Austin Draper once worked in Michelin-starred restaurants and lived on organic farms in Northern California. Now, at 35, he has survived six cases of endocarditis, three open-heart surgeries and the amputation of nine toes, yet heart infections from drug addiction continue to threaten his life.
His medical bills exceed $1 million. The true cost, however, is measured in lost potential and a relentless cycle he cannot break.
“To think that I did something to myself to require all of this is scary,” Austin said during his most recent six-week hospital stay in June.
From stability to crisis
Austin’s comfortable Santa Monica upbringing crumbled during the Great Recession when his family lost their home. Both he and his parents fell into drug addiction. His mother, hooked on OxyContin before transitioning to heroin and fentanyl, once revived him from his first overdose with Narcan.
Despite his heroin habit, Austin pursued his passions for years, working on farms and serving in upscale restaurants whilst train-hopping across the country between jobs. By his late twenties, however, fentanyl had taken over.
In 2021, Austin felt so weak he could barely move. Doctors diagnosed his first case of endocarditis, replacing his heart valve and installing a pacemaker. He was 30 years old.
Drug addiction heart infections strike repeatedly
Endocarditis, a life-threatening inflammation of the heart’s lining, increasingly strikes people who inject drugs as bacteria from dirty needles enters the bloodstream. Cardiac doctors at San Francisco’s Zuckerberg General Hospital treated 425 cases over five years.
Nationally, heart infections from drug addiction amongst opioid users soared between 2011 and 2022, with 40,000 to 50,000 annual diagnoses in the United States.
Austin continued injecting fentanyl after his first infection. Within months, he developed another. Shortly after his second hospital stay, both parents and his grandmother died within weeks, sending him into depression and fuelling more drug use.

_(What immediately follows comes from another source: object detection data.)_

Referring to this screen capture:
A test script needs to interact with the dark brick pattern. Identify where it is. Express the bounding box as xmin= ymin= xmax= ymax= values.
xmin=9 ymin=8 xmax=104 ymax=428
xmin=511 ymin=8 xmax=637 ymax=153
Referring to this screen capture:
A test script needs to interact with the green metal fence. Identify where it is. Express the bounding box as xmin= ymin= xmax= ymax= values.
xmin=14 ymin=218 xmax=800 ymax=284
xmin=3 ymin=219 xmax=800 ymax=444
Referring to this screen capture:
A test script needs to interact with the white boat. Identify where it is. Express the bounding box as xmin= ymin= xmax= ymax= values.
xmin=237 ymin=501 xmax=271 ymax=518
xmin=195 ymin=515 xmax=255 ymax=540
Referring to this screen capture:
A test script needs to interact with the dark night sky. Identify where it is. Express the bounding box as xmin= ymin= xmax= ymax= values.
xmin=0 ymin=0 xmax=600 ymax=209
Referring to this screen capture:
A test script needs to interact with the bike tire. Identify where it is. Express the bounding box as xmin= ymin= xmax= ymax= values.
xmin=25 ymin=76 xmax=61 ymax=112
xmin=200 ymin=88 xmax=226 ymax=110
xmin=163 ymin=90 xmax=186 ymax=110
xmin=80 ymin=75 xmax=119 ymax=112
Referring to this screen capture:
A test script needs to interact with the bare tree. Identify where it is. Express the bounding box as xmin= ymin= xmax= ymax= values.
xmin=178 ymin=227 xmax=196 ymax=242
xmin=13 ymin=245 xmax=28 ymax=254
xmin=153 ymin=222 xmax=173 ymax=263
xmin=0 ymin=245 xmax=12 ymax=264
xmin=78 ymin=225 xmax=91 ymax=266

His third infection left his toes gangrenous from poor circulation. His fourth, fifth and sixth infections followed, each requiring weeks of antibiotics.
Hope and relapse
Despite permanent housing, monthly Sublocade injections to reduce cravings, regular therapy and a dedicated primary care provider who rushed him to hospital during his sixth infection, Austin struggles to stay sober.
During his June hospital stay, he spent six weeks sewing clothing designs, reading and journaling. He spoke earnestly about starting a clothing line, securing a job and replacing drugs with gardening. In his journal, he wrote: “The next step is to stop this abuse.”
Less than an hour after discharge, a reporter found Austin unconscious on his apartment floor. He had discovered leftover fentanyl and ketamine whilst tidying up.
“In my head, (sobriety) sounds easy, but when it actually comes down to it, it’s just incredibly difficult,” he said.
Healthcare faces ethical dilemmas
Each open-heart surgery costs approximately $200,000, plus $100,000 for six-week antibiotic treatments. Some doctors question operating on repeat cases, whilst cardiac surgeon Dr Glenn Egrie blames systemic failures.
“If there’s no support for a patient and we don’t address the underlying cause, then are we surprised when a person comes back?” he said.
Stanford psychiatrist Dr Anna Lembke emphasises that severe addiction requires intensive residential treatment away from environments where drugs remain accessible. “It’s not a moral failing,” she said. “We’re all products of our environments.”
Austin knows the risks but continues to inject fentanyl, describing his addiction as “the perfect relationship” that makes him feel safe from the outside world.
“I’m just not ready to die,” he said.